Algo como se extrai de trechos da canção de Raul Seixas “Enquanto você se esforça pra ser, um sujeito normal, e fazer tudo igual. Eu do meu lado, aprendendo a ser louco, um maluco total, na loucura real. E esse caminho que eu mesmo escolhi, é tão fácil seguir. Controlando a minha maluquez, misturada com minha lucidez”[10].
[1] A Reforma Tributária Necessária: diagnóstico e premissas / Eduardo Fagnani (organizador). Brasília: ANFIP: FENAFISCO: São Paulo: Plataforma Política Social, 2018.
[2] A análise, diagnóstico, dados e propostas relativas ao ICMS constantes deste texto é fruto de processo de cocriação dos autores com os Auditores Fiscais Geraldo Magela Verneque Costa (SEF-MG), Giovanni Padilha da Silva (SEF-RS), Michel André Bezerra Lima Gradvohl (SEF-CE) e Paulo Ricardo Saldanha Guaragna (SEF-RS).
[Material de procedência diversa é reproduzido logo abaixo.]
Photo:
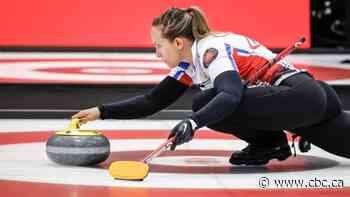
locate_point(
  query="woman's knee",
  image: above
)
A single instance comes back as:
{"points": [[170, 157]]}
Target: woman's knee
{"points": [[333, 107]]}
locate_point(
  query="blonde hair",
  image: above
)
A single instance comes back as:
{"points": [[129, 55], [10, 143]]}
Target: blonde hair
{"points": [[188, 22]]}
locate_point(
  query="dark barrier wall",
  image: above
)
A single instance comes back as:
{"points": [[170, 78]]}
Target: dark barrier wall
{"points": [[126, 23]]}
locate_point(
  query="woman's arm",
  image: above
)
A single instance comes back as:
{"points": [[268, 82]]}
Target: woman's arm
{"points": [[158, 98]]}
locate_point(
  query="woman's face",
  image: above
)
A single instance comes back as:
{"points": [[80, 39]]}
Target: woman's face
{"points": [[168, 51]]}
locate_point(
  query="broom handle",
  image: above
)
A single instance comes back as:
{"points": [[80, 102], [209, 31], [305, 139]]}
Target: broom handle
{"points": [[277, 58], [163, 147]]}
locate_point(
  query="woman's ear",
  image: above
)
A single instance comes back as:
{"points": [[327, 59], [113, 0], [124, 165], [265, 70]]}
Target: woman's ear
{"points": [[179, 43]]}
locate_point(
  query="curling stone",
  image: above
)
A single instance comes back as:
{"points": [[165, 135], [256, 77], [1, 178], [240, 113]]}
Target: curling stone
{"points": [[73, 146]]}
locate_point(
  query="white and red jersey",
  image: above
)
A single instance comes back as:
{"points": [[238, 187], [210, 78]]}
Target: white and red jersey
{"points": [[222, 52]]}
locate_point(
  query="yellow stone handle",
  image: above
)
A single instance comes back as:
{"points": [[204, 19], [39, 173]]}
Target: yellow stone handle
{"points": [[74, 124]]}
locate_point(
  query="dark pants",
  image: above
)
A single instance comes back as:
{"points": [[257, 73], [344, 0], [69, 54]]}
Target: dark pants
{"points": [[300, 104]]}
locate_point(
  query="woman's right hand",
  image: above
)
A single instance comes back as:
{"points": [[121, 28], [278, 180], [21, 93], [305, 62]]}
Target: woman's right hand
{"points": [[86, 115]]}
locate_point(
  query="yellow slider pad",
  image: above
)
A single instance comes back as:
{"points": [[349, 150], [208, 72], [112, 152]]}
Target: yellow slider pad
{"points": [[128, 170]]}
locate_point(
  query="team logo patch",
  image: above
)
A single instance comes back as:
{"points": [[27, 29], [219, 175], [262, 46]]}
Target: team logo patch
{"points": [[209, 56]]}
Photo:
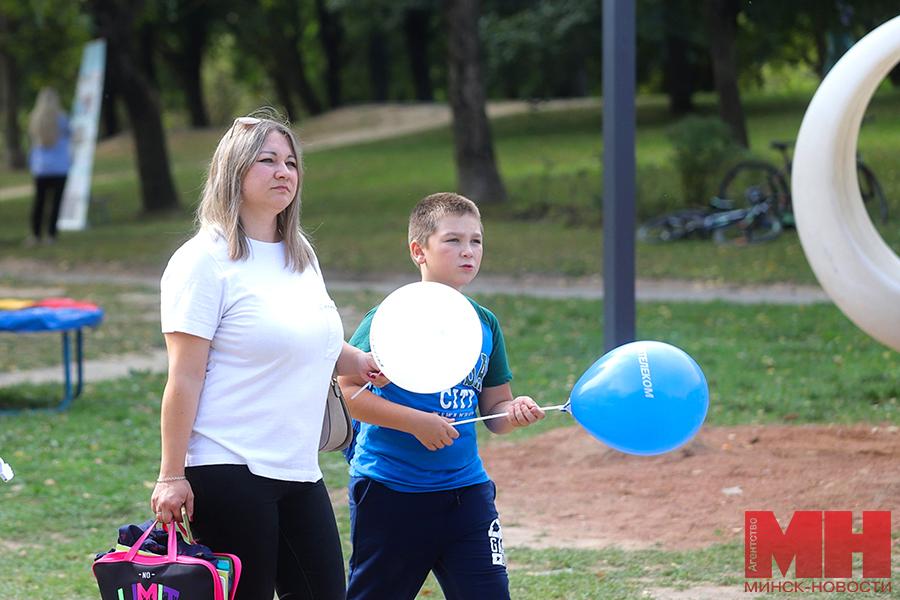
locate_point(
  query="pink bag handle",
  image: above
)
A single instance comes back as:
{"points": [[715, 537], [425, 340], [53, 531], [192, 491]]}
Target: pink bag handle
{"points": [[173, 544]]}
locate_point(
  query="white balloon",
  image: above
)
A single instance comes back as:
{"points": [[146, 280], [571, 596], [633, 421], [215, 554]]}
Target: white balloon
{"points": [[426, 337], [854, 265]]}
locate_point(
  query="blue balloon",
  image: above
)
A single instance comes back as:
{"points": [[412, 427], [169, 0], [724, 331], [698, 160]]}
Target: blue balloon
{"points": [[644, 398]]}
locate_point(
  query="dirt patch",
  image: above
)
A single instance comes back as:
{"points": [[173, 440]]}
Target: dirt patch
{"points": [[564, 488]]}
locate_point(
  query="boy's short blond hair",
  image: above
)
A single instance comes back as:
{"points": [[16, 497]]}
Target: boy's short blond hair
{"points": [[428, 213]]}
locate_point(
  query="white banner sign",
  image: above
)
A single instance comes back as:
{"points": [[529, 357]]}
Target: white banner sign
{"points": [[83, 123]]}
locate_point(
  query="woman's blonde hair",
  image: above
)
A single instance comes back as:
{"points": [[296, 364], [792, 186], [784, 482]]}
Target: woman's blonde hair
{"points": [[44, 120], [220, 201]]}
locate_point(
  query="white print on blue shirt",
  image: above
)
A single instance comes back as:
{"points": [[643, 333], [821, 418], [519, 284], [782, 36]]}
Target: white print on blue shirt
{"points": [[476, 377]]}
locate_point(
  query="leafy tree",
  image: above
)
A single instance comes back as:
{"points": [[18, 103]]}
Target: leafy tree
{"points": [[476, 168], [541, 48], [130, 74], [722, 25], [273, 34]]}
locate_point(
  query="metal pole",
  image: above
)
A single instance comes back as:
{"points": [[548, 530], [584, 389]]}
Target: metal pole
{"points": [[619, 213]]}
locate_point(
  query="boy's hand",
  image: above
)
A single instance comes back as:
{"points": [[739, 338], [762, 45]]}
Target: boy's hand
{"points": [[369, 371], [524, 411], [434, 431]]}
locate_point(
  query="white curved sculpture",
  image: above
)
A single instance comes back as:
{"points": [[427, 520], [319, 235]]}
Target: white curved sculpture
{"points": [[854, 265]]}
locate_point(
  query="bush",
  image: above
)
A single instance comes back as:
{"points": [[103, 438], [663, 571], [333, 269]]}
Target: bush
{"points": [[703, 146]]}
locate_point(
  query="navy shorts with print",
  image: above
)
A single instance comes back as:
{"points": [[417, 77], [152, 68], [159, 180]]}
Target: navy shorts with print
{"points": [[398, 537]]}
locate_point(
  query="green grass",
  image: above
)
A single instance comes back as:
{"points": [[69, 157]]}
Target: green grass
{"points": [[82, 473]]}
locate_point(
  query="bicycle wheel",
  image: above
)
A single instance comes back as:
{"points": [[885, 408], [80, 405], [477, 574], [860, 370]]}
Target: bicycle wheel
{"points": [[870, 190], [750, 230], [749, 182], [670, 226]]}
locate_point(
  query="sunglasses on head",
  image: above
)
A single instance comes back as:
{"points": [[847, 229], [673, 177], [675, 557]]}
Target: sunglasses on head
{"points": [[245, 121]]}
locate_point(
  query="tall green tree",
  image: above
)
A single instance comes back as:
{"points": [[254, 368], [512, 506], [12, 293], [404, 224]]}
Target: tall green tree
{"points": [[476, 168], [721, 18], [273, 33], [130, 74]]}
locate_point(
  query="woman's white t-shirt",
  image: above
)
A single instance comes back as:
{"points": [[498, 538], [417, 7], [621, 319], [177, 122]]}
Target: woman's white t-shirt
{"points": [[275, 336]]}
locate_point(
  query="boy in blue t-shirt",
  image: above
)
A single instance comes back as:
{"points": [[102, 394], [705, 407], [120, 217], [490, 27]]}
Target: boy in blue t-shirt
{"points": [[420, 499]]}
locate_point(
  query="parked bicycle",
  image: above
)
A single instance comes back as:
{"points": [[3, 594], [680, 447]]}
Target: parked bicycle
{"points": [[775, 182], [727, 226]]}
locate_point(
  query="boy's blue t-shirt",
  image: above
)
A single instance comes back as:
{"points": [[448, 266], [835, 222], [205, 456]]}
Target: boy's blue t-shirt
{"points": [[397, 459]]}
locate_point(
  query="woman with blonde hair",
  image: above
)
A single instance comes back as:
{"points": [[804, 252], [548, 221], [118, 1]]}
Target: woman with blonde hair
{"points": [[49, 161], [253, 339]]}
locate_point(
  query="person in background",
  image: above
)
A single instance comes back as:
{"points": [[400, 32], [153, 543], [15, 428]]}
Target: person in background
{"points": [[49, 161], [253, 339]]}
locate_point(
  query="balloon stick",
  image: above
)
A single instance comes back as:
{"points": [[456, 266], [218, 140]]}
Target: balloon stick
{"points": [[561, 407], [359, 391]]}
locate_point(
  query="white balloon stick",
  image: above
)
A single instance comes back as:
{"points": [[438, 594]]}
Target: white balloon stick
{"points": [[359, 391], [562, 407]]}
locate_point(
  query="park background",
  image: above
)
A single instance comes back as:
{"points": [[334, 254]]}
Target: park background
{"points": [[82, 473]]}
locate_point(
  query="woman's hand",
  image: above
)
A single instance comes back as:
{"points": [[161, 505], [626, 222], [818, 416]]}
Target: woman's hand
{"points": [[364, 366], [168, 498]]}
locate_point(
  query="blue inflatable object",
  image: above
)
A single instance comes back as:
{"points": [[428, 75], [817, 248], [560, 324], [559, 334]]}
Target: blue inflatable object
{"points": [[644, 398]]}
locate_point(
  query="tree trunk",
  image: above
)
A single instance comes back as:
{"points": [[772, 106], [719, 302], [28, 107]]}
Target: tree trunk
{"points": [[115, 22], [186, 60], [722, 22], [417, 28], [331, 33], [678, 77], [476, 167], [13, 155], [379, 70]]}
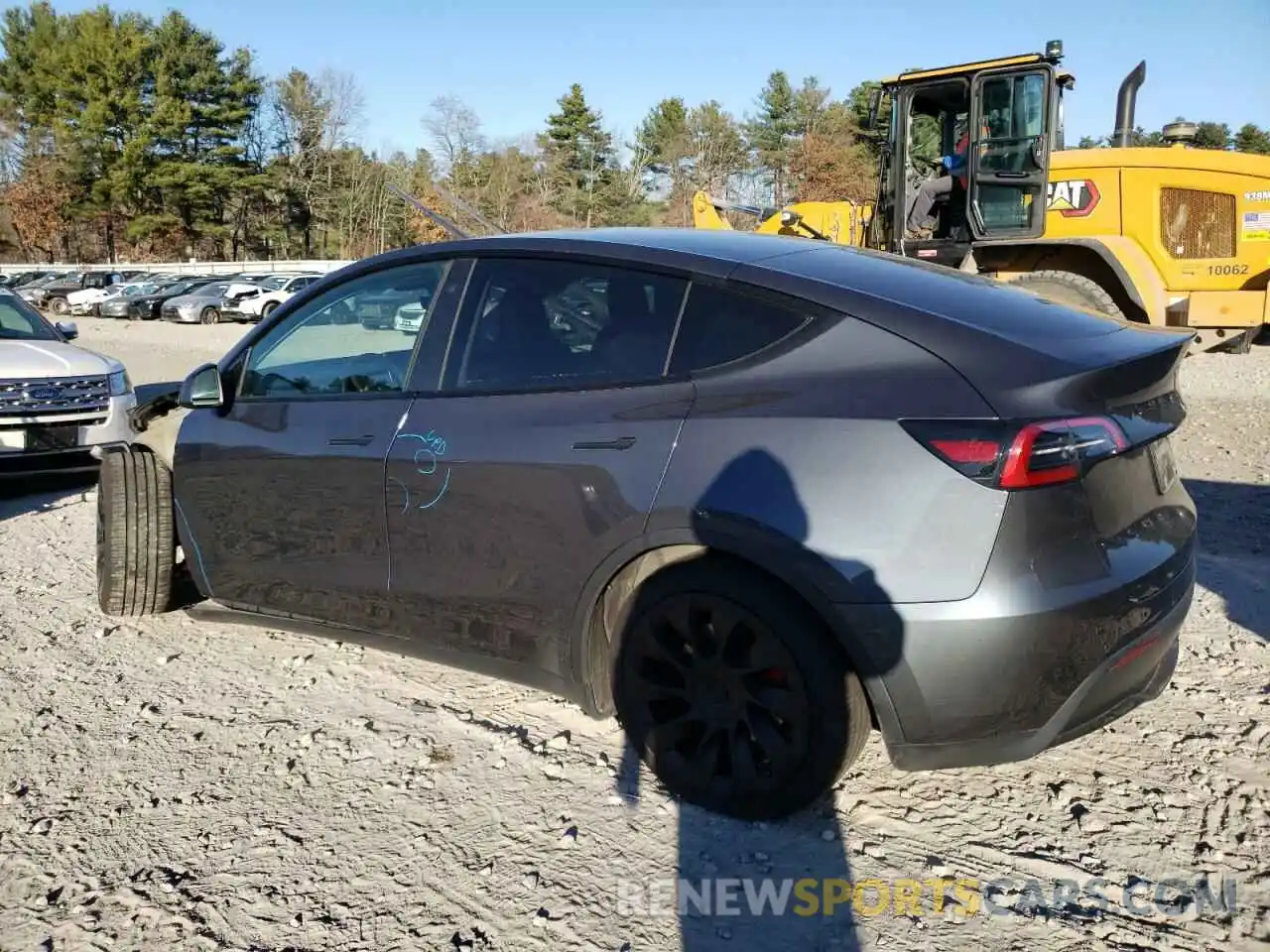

[3] A carga tributária recai em maior proporção sobre as famílias mais pobres.
[4] Essa medida de concessão de isenções integrais ou parciais aplicáveis a determinadas mercadorias, independentemente da situação do consumidor, é conhecida como “solução universal”.
[5] Padilha, G. (2017). ICMS Personalizado (ICMS-P): un IVA moderno, eficiente y equitativo. Tesis doctoral. Universidad de Alcalá. Alcalá de Henares. (2017). Com uso de microssimulação estática, tendo por base a estrutura de consumo da população do Estado do RioGrande do Sul.
[6] O International Tax Dialogue (2013) informa que 45% dos países que possuíam IVA em 2013, utilizavam uma única alíquota positiva, enquanto 25% optaram por utilizar duas; e apenas 8% utilizavam quatro ou mais. Também se constatou que 80% dos IVA instituídos ou reformados nos anos de 1992 a 2013 utilizavam alíquota única.
[7] EBRILL, L., KEEN, M., BODIN, J.P. e SUMMERS, V. The Modern VAT. International Monetary Fund, Washington, D.C., 2001. Os autores informam que o tempo consumido para auditar empresas quando o IVA possui múltiplas alíquotas é 30% a 40% superior ao exigido no caso de alíquota única.
[8] Já que as isenções alcançam as operações realizadas por todos os contribuintes, independente do seu porte.
[9] O Brasil, com a disseminação dos documentos fiscais eletrônicos e do Cadastro Único, reúne as condições necessárias para implantar o ICMS – P.
[10] A “personalização”, inaugurada pelo Japão e Canadá, é recomendada por economistas do Banco Interamericano de Desenvolvimento (BID).
[11] Trechos da letra dan música Maluco Beleza. Composição de Claudio Roberto e Raul Seixas.